An exploration of the following paper: "The devil is in the labels: Semantic segmentation from sentences" (Paper | GitHub) fine-tuned on the CMP Facade Database (Info).
The project is in a Jupyter notebook (model.ipynb). For easiest usage: clone the repository, upload to Google Drive and open using colab. Model weights and the CMP database will need to be downloaded first time around.
This semantic segmentation paper trains a Segformer model to map each pixel in an image to an image embedding in the CLIP feature space. The CLIP language encoder is then used to map labels onto the same space so that per-pixel predictions can be made.
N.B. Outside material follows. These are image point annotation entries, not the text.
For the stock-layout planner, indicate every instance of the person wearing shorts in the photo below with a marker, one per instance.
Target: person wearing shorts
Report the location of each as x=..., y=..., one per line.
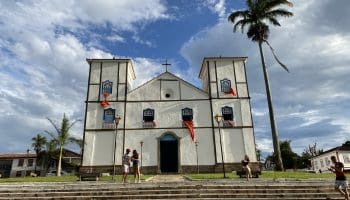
x=341, y=183
x=246, y=168
x=136, y=165
x=126, y=165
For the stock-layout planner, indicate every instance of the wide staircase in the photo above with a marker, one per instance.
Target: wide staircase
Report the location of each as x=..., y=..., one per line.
x=219, y=189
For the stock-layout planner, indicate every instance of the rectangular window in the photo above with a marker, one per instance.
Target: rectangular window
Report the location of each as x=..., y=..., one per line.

The main development in the paper is the use of full sentences over single labels to generate the text embeddings. Full sentences are reasoned to carry more semantic meaning and are therefore able to generate richer embeddings, leading to more accurate classification.
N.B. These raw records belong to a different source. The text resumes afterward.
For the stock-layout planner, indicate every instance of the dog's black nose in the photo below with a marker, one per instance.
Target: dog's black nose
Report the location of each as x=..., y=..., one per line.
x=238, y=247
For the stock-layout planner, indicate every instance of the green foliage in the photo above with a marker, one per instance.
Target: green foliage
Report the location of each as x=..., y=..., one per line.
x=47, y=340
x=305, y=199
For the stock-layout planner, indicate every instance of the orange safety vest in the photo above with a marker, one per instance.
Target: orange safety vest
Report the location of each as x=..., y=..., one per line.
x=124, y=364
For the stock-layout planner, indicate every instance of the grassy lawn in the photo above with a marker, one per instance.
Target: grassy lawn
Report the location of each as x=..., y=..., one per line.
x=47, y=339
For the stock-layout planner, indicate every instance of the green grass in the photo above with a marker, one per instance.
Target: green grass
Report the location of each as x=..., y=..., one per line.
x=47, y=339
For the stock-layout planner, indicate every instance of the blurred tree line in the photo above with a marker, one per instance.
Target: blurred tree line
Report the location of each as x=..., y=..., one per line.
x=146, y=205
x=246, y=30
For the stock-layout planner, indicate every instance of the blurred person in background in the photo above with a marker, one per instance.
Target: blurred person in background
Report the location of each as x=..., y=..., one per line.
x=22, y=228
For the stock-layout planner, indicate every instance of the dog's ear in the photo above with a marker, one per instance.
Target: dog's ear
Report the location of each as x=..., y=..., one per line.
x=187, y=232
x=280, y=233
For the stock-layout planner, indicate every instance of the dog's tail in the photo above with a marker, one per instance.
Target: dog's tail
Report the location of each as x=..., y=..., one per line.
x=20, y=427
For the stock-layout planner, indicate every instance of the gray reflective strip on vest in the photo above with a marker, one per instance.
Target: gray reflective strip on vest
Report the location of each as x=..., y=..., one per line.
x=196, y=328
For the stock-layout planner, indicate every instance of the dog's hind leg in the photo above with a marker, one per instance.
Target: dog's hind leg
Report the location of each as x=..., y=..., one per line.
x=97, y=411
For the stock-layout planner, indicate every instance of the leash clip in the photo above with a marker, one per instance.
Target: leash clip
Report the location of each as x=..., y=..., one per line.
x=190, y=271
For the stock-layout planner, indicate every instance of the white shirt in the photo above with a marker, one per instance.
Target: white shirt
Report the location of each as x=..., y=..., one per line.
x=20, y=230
Using the 12 target labels for the CMP Facade dataset, I generated 3 different sets of embeddings. One using just the raw labels, a second using the short prompt: βthis is an image of {label}β and a third using a full definition in line with the paper. These definitions were taken from Wikipedia as in the paper, except where there was no appropriate page, in which case dictionary definitions were used. The full definitions are listed in the appendix.
Baseline results were first taken using the provided model and then the decoder part of the Segformer was trained for 5 epochs for each set of embeddings. Results were assessed by calculating the average per-pixel accuracy score for all 378 images.
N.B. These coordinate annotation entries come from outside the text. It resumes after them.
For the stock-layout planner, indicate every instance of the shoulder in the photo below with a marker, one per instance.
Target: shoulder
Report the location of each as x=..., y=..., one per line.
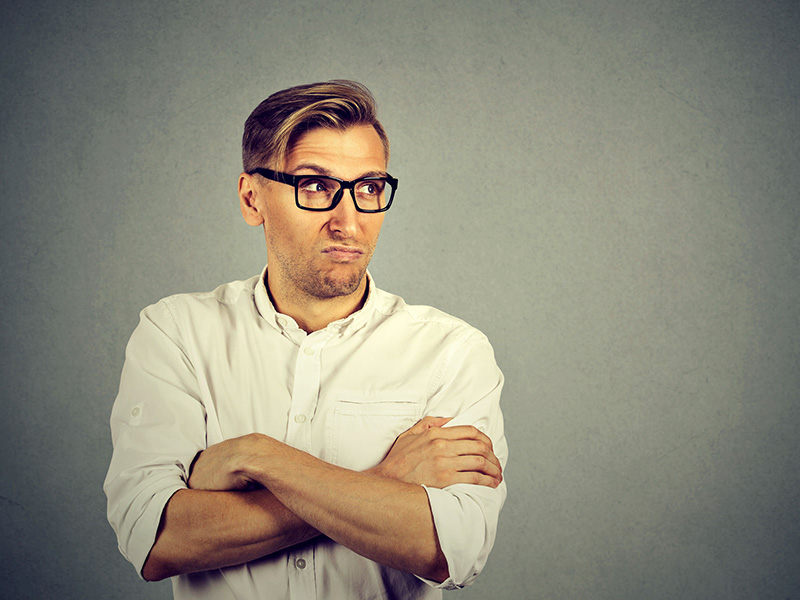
x=227, y=298
x=427, y=319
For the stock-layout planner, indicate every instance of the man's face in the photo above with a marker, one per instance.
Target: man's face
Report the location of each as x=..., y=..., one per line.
x=322, y=254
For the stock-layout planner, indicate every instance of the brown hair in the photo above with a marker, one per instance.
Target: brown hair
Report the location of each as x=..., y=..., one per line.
x=276, y=123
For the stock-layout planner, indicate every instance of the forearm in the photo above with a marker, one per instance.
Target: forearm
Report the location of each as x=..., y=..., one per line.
x=202, y=530
x=383, y=519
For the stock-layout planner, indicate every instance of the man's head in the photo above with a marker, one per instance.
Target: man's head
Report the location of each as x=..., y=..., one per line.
x=307, y=134
x=276, y=124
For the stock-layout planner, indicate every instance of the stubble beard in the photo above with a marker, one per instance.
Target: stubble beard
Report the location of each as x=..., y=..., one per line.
x=316, y=283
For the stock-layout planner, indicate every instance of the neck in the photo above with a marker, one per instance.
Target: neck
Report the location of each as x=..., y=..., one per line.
x=311, y=313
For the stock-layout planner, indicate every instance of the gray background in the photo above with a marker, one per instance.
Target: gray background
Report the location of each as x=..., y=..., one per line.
x=608, y=189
Whilst version 1 and 2 have similar accuracy scores for one-shot predictions, qualitatively there seems to be quite a difference (figure 1). In a one-shot setting the shorter the description for the embedding, the better the result appears to be. Version 2 and 3 both struggle to predict balconies and window predictions are patchy.
After fine tuning the difference between the three models is much smaller, though version 3 struggles to predict the presence of doors. This indicates that, with these definitions at least, using longer descriptions for the embeddings does not confer any advantage.
After fine tuning the decoder for 5 epochs, the difference in per-pixel accuracy between all 3 models was negligible (all 52%). Further training would no doubt yield incremental improvements for all models.